In the laboratory, a portion of material from the infection site is spread over the surface of several different types of culture plates and placed in an incubator at body temperature for one to two days. Bacteria present in the sample will multiply and appear on the plates as visible colonies. They are identified by the appearance of their colonies and by the results of biochemical tests and a gram stain. The Gram stain is done by smearing part of a colony onto a microscope slide. After it dries, the slide is stained with purple and red stains, then examined under a microscope. The color of stain picked up by the bacteria (purple or red), the shape (such as round or rectangle), and the size provide valuable clues as to the identity and which antibiotics might work best. Bacteria that stain purple are called Gram-positive; those that stain red are called gram-negative.
The result of the gram stain is available the same day or in less than an hour if requested by the physician.

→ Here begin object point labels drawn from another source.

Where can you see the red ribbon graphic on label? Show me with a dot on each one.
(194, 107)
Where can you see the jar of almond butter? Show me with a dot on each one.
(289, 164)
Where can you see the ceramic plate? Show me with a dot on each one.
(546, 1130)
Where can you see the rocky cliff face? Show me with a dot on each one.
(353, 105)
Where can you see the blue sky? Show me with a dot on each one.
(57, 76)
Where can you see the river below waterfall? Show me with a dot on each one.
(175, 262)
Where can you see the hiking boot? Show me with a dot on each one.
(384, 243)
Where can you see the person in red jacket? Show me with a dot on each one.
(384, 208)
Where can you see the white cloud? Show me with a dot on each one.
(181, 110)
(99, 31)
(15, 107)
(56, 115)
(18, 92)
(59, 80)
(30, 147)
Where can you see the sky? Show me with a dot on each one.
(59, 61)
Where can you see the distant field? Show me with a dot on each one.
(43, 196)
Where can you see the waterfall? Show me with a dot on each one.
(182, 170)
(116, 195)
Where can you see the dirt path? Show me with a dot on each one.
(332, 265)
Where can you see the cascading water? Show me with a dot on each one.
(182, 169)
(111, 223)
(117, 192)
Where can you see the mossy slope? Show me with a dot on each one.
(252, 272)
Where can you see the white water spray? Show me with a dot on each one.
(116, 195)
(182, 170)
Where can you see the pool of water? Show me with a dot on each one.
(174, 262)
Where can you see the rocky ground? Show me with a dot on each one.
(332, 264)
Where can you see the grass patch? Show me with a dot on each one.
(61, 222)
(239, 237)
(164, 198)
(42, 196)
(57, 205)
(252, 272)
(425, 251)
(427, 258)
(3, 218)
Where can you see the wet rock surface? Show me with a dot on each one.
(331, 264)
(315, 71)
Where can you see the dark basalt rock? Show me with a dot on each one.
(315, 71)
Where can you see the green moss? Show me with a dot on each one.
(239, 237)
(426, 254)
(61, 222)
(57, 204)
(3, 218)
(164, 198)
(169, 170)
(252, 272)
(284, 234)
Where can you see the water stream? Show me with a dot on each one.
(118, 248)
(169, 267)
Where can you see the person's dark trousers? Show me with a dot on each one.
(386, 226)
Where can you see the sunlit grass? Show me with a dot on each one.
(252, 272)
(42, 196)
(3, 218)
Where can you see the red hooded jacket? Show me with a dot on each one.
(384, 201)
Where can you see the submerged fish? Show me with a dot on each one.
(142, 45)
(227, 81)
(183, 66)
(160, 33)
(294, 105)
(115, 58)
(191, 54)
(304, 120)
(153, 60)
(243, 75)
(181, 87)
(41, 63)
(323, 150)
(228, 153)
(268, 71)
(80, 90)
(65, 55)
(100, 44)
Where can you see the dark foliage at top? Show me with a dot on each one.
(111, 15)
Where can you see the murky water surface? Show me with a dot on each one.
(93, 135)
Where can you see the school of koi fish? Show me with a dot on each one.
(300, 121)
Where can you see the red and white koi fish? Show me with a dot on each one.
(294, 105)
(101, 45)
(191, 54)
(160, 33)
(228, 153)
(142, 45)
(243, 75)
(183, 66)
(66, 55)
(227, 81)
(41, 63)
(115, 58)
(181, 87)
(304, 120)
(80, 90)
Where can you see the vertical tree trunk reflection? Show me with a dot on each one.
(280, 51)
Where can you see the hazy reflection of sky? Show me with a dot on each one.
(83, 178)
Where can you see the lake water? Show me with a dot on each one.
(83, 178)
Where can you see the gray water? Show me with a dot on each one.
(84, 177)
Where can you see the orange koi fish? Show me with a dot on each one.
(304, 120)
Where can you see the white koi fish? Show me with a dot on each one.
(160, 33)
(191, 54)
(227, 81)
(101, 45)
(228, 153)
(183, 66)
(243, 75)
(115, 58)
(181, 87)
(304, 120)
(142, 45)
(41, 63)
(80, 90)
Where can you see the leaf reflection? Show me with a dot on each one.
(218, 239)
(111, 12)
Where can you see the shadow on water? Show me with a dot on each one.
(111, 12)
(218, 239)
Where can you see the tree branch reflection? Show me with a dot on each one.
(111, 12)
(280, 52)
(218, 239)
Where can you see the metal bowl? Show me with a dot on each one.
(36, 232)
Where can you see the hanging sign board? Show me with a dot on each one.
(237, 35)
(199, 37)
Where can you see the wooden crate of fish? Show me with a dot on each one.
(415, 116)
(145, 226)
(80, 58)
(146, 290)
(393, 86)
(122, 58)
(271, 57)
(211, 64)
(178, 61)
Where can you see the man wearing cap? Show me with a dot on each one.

An early report, known as a preliminary report, is usually available after one day. This report will tell if any microorganisms have been found yet, and if so, their Gram stain appearance—for example, a Gramnegative rod or a gram-positive cocci. The final report, usually available in one to seven days, includes complete identification and an estimate of the quantity of the microorganisms isolated.
A sensitivity test, also called antibiotic susceptibility test, commonly done on bacteria isolated from an infection site, is not always done on bacteria isolated from a sexually transmitted disease. These bacteria often are treated using antibiotics that are part of a standard treatment protocol.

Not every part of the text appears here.